I literally don't know how you do it. So scary:-( Do you think the situation will improve any time soon there? I hope so.

Thanks for sharing your story with us...

Stephanie Mah
Aug 02, 2018
Aug 02, 2018

Hi Aziza,
I can feel your sorrow because am in the same situation, political problems in our country, there have been shooting and killing of young men any time any were,I call my younger brother to come and leave with me he says he is coming,l but for 3days now I have been calling his number to no avail am so worried to know were he is, I pray his fine.thanks for sharing.

Tarke Edith
Aug 02, 2018
Aug 02, 2018

Hi Aziza
What a terrible world we are leaving in sister , you are crying of expliotion there we are crying of shooting and killing of innocent people here we are leaving in fear all the time we don,t even know what our tomorrow will look like we are not even sure that our children will go to school sister let pray hard it is terible here in the southen part of Cameroon . Anyway sister let look up only to God who is our creator , thanks for sharing.

ARREY- ECHI
Aug 04, 2018
Aug 04, 2018

Dear Aziza,

Thank you for voicing out this never ending circle of fear. I could practically feel the emotions cruising towards you as I read and I some how can relate to this. Most of my families are in the now troubled Anglophone territories in my country Cameroon and each time I hear a news, I die a thousand times and cannot rest until I hear a 'we are ok'.. It is heartwrenching.
Glad your family is ok. I guess like your dad said, we all can but try and wish to stay safe especially in troublesome areas.

Hugs to you.

Tamarack Verrall
Aug 07, 2018
Aug 07, 2018

Dear Aziza,

What a horror to live through. These wars must be stopped, and your story, and the responses of our sisters in Cameroon are a stark reminder of how many are in danger all of the time these days. These wars are being fuelled by so many world governments, including countries that create them at a distance. With all of what we are gathering together here to do, ending wars has to remain a priority. I hope that at the very least you will feel the love and commitment of our WorldPulse community to you, your family and to all whose lives have been shaken, even lost because of these fights for power.

In sisterhood,
Tam

Lily Habesha
Aug 08, 2018
Aug 08, 2018

Aziza,
I can feel the fear, i just feel it as if i were there with you. There was a day in my city ten years ago, the following week after I came from abroad...there was instability in town after the election. One young man insulted the federal police and run and hid in front of our house in an old man's compound. The old man was bashing the sun, the feds run after him, but couldn't grab the young guy. The beat the hell out of the old man. My dad has a party that afternoon, we cooked a lot of meal and waiting for people to come and dine. When dad heard his friend's crying and cursing the polices, his body was shacking. the two polices broke everybody's house and kick anyone they found, I was saying to my Dad, " Don't worry, they won't enter here." and i was praying God not to allow them to brake our compound. They skip only ours and the next compound for my surprise. They picked one young girl from next house, that brought a lot of chaos in my area. But all the neighbors went to police station with her parents and brought her back.
Such kind of days, ....I know what they look like.
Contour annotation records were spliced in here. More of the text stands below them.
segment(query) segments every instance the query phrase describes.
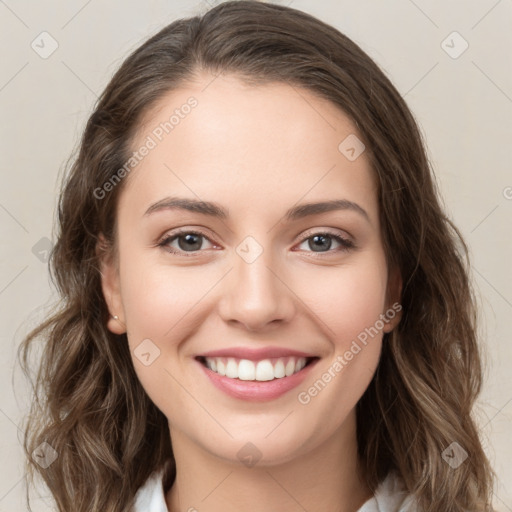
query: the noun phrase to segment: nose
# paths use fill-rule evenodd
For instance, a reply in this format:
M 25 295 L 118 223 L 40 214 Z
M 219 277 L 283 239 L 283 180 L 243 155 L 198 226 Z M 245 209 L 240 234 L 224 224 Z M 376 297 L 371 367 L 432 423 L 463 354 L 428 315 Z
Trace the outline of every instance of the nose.
M 223 320 L 248 331 L 264 331 L 290 322 L 297 297 L 281 267 L 272 261 L 270 251 L 263 251 L 252 262 L 235 255 L 219 304 Z

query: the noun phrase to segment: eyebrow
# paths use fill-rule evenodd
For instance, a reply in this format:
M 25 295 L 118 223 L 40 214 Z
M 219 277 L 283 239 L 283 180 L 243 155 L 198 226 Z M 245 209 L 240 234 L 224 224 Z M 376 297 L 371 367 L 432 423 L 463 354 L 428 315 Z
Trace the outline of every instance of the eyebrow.
M 165 197 L 160 201 L 152 204 L 144 213 L 144 216 L 151 215 L 152 213 L 162 210 L 186 210 L 203 215 L 209 215 L 219 219 L 229 218 L 227 209 L 217 203 L 210 201 L 200 201 L 197 199 L 188 199 L 181 197 Z M 336 210 L 350 210 L 359 213 L 368 222 L 370 217 L 366 210 L 353 201 L 347 199 L 333 199 L 331 201 L 322 201 L 319 203 L 305 203 L 298 206 L 293 206 L 284 215 L 287 221 L 294 221 L 308 217 L 310 215 L 317 215 L 320 213 L 331 212 Z

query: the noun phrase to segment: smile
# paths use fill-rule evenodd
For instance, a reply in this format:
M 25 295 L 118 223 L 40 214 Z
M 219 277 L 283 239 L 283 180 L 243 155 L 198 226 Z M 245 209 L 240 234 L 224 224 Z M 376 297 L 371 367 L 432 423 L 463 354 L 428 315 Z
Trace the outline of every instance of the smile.
M 315 359 L 313 357 L 275 357 L 252 361 L 234 357 L 202 357 L 207 368 L 229 379 L 265 382 L 290 377 Z

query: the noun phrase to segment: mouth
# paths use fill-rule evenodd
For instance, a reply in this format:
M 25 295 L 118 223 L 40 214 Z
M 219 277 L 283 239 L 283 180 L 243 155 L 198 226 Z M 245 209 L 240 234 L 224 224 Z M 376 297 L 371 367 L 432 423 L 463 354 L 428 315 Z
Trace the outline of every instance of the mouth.
M 267 382 L 291 377 L 316 362 L 319 357 L 272 357 L 260 360 L 235 357 L 197 356 L 204 367 L 228 379 Z

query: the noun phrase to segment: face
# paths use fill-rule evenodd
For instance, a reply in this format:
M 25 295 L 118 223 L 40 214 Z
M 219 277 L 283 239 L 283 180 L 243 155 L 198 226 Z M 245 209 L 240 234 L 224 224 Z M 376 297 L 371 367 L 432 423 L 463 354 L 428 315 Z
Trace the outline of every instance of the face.
M 235 462 L 251 442 L 277 464 L 353 434 L 400 283 L 349 118 L 287 84 L 212 80 L 140 126 L 133 150 L 149 149 L 102 267 L 108 328 L 127 333 L 171 437 Z

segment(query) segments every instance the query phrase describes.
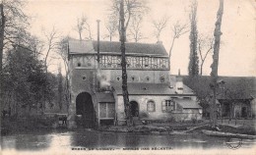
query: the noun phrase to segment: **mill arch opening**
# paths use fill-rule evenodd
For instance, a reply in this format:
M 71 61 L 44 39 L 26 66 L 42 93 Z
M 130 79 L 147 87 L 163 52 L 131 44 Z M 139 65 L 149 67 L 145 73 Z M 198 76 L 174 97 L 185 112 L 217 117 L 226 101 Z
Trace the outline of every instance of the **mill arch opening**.
M 94 128 L 96 111 L 92 95 L 88 92 L 80 93 L 76 98 L 77 125 L 82 128 Z

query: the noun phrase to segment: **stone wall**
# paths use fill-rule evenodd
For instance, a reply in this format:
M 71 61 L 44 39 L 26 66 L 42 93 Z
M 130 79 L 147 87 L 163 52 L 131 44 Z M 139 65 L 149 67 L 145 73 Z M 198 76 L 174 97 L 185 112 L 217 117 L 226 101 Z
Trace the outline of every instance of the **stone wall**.
M 180 96 L 176 96 L 180 97 Z M 192 100 L 195 100 L 195 96 L 185 96 L 191 97 Z M 116 111 L 117 113 L 117 120 L 124 120 L 124 105 L 123 105 L 123 97 L 118 95 L 116 101 Z M 158 96 L 158 95 L 130 95 L 129 100 L 136 101 L 139 105 L 139 118 L 141 120 L 175 120 L 175 121 L 187 121 L 192 119 L 201 120 L 202 113 L 199 113 L 198 109 L 182 109 L 177 110 L 172 113 L 162 112 L 161 103 L 164 100 L 171 99 L 170 96 Z M 155 112 L 148 112 L 147 110 L 147 103 L 148 101 L 155 102 Z

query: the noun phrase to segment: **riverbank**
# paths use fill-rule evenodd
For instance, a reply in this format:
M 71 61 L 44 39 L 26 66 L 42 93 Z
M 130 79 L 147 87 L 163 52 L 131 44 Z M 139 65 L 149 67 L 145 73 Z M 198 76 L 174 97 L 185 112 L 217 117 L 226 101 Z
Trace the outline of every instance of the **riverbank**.
M 126 126 L 108 126 L 100 127 L 101 131 L 114 131 L 114 132 L 141 132 L 141 133 L 158 133 L 158 134 L 197 134 L 203 133 L 203 129 L 216 130 L 208 122 L 201 122 L 196 124 L 189 123 L 176 123 L 176 124 L 150 124 L 134 127 Z M 230 125 L 219 125 L 218 129 L 226 133 L 248 134 L 256 135 L 254 126 L 243 125 L 233 127 Z
M 255 127 L 252 125 L 219 125 L 220 131 L 229 133 L 240 133 L 256 135 Z M 137 125 L 133 127 L 127 126 L 101 126 L 95 129 L 98 131 L 111 132 L 138 132 L 138 133 L 152 133 L 152 134 L 196 134 L 202 133 L 202 129 L 214 130 L 210 127 L 207 120 L 198 122 L 151 122 L 148 125 Z M 46 117 L 30 117 L 19 119 L 4 119 L 1 121 L 1 134 L 14 134 L 36 132 L 37 130 L 51 131 L 51 130 L 70 130 L 66 126 L 58 124 L 58 118 Z M 76 129 L 72 129 L 76 130 Z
Be strong. Now, it seems it's all over in my place. We've got a leader who preaches love and unity. But some government official are still sulking, but time will solve the remaining problem.

Ensha Alah,

Lily

Karen Quiñones-Axalan
Aug 17, 2018
Aug 17, 2018

How traumatic and tragic!
I hope all is well with you and your family, Aziza. You are a brave woman.
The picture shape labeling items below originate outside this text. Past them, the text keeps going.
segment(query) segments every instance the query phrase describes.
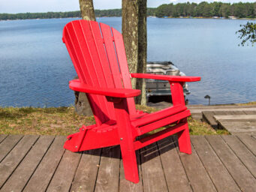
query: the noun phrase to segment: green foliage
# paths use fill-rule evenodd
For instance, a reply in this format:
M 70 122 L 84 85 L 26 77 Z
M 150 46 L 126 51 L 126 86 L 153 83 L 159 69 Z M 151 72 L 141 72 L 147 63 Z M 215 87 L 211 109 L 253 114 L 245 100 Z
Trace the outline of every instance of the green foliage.
M 245 25 L 240 25 L 242 27 L 240 30 L 237 31 L 236 33 L 239 33 L 239 38 L 242 40 L 239 45 L 245 46 L 247 42 L 251 44 L 251 46 L 256 42 L 256 23 L 251 22 L 248 22 Z
M 95 16 L 122 16 L 121 9 L 95 10 Z M 203 2 L 196 3 L 164 4 L 157 8 L 147 8 L 147 16 L 158 17 L 228 17 L 256 18 L 256 2 L 222 3 Z M 81 17 L 80 11 L 26 13 L 17 14 L 0 14 L 0 20 Z
M 206 2 L 196 3 L 178 3 L 176 4 L 164 4 L 155 10 L 158 17 L 169 16 L 197 16 L 197 17 L 228 17 L 234 16 L 238 18 L 255 18 L 256 2 L 254 3 L 230 3 Z

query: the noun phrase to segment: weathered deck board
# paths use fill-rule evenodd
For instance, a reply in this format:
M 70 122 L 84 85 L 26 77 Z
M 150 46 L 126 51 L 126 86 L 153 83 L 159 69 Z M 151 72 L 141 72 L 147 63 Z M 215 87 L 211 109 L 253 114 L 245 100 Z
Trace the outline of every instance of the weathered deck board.
M 206 139 L 241 190 L 254 192 L 256 189 L 255 178 L 224 140 L 220 136 L 207 136 Z
M 158 146 L 169 191 L 192 191 L 172 137 L 158 141 Z
M 136 153 L 137 162 L 138 164 L 138 170 L 139 170 L 139 177 L 140 182 L 137 184 L 134 184 L 127 181 L 125 178 L 124 172 L 124 166 L 122 164 L 122 160 L 121 159 L 120 162 L 120 181 L 119 181 L 119 191 L 125 191 L 125 192 L 140 192 L 143 191 L 143 186 L 142 182 L 142 175 L 141 175 L 141 165 L 140 165 L 140 158 L 139 151 L 137 151 Z
M 95 191 L 118 191 L 119 168 L 119 146 L 104 148 Z
M 191 136 L 192 154 L 179 152 L 176 140 L 137 151 L 134 184 L 125 179 L 119 146 L 73 153 L 63 148 L 65 136 L 24 136 L 0 163 L 0 191 L 255 190 L 252 135 Z
M 233 152 L 240 159 L 243 164 L 251 172 L 251 175 L 256 178 L 256 158 L 246 148 L 246 146 L 241 142 L 241 141 L 235 136 L 222 136 L 227 145 L 231 148 Z
M 256 132 L 256 122 L 254 119 L 220 119 L 218 124 L 233 134 Z
M 9 135 L 0 144 L 0 162 L 3 160 L 5 156 L 11 152 L 11 150 L 17 145 L 17 143 L 23 138 L 21 135 Z
M 101 148 L 82 154 L 71 191 L 93 191 L 101 160 Z
M 168 191 L 157 145 L 140 149 L 144 191 Z
M 29 179 L 24 192 L 45 191 L 62 157 L 65 136 L 57 136 Z
M 47 191 L 69 191 L 81 155 L 81 153 L 65 151 Z
M 22 191 L 54 137 L 41 136 L 2 188 L 2 191 Z
M 191 142 L 218 191 L 240 191 L 204 136 L 191 136 Z
M 190 155 L 179 152 L 179 154 L 193 190 L 197 192 L 217 191 L 192 146 L 191 148 L 192 154 Z
M 247 146 L 247 148 L 256 156 L 256 140 L 249 135 L 239 134 L 238 138 Z
M 29 152 L 38 136 L 25 136 L 0 164 L 0 189 Z

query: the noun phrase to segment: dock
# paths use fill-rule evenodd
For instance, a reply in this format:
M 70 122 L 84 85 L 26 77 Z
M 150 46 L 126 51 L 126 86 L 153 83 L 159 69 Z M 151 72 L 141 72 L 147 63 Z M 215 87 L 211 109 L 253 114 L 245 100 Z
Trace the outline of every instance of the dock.
M 125 179 L 119 146 L 80 153 L 62 136 L 0 135 L 0 191 L 248 191 L 256 190 L 256 135 L 176 137 L 137 151 L 140 182 Z

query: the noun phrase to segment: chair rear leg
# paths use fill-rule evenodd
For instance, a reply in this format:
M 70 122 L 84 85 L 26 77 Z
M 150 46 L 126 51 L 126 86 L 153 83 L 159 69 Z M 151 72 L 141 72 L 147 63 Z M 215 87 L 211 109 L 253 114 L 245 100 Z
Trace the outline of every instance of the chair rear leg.
M 114 102 L 114 106 L 125 178 L 137 183 L 139 174 L 127 100 Z
M 187 120 L 185 120 L 187 122 Z M 178 142 L 179 152 L 191 154 L 191 146 L 190 142 L 189 130 L 188 122 L 183 125 L 185 129 L 182 131 L 178 133 Z
M 127 150 L 125 142 L 120 144 L 125 178 L 134 183 L 140 181 L 135 150 Z

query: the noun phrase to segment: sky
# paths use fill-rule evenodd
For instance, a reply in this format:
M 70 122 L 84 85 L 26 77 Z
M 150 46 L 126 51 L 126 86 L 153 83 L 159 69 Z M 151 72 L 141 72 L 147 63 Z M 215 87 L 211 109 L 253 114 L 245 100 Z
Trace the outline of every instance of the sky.
M 179 2 L 196 2 L 202 0 L 147 0 L 148 8 L 157 8 L 162 4 Z M 212 2 L 213 0 L 204 2 Z M 255 0 L 218 0 L 221 2 L 254 2 Z M 122 0 L 93 0 L 95 9 L 121 8 Z M 0 13 L 38 13 L 47 11 L 73 11 L 79 10 L 79 0 L 0 0 Z

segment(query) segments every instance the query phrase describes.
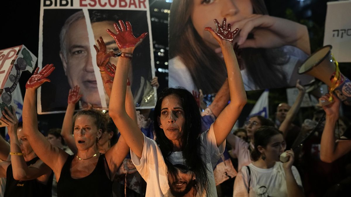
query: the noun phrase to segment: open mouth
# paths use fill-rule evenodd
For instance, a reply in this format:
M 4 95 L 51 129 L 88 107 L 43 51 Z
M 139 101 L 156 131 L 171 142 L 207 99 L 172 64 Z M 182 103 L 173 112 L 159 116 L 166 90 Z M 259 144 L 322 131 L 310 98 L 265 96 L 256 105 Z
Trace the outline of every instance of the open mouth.
M 180 188 L 183 186 L 183 185 L 186 184 L 186 182 L 184 181 L 178 181 L 173 183 L 175 186 L 176 187 Z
Please stay safe. The world is waiting for more of your stories.

obioma nwachukwu
Aug 17, 2018
Aug 17, 2018

Hi Aziza I could feel your trauma at that point in time it wasn't easy but thank God your family was saved

Princesse MUHINDO
Aug 23, 2018
Aug 23, 2018

Bonjour AZIZA,
Ayez toujours du courage car nul échappe à son destin et juste est de compatir avec les familles qui sont touchées. Merci d'avoir partager votre histoire

Gulzaib Tareen
Aug 23, 2018
Aug 23, 2018

May Afghanistan became peaceful.
May we understand that peace is shared interest.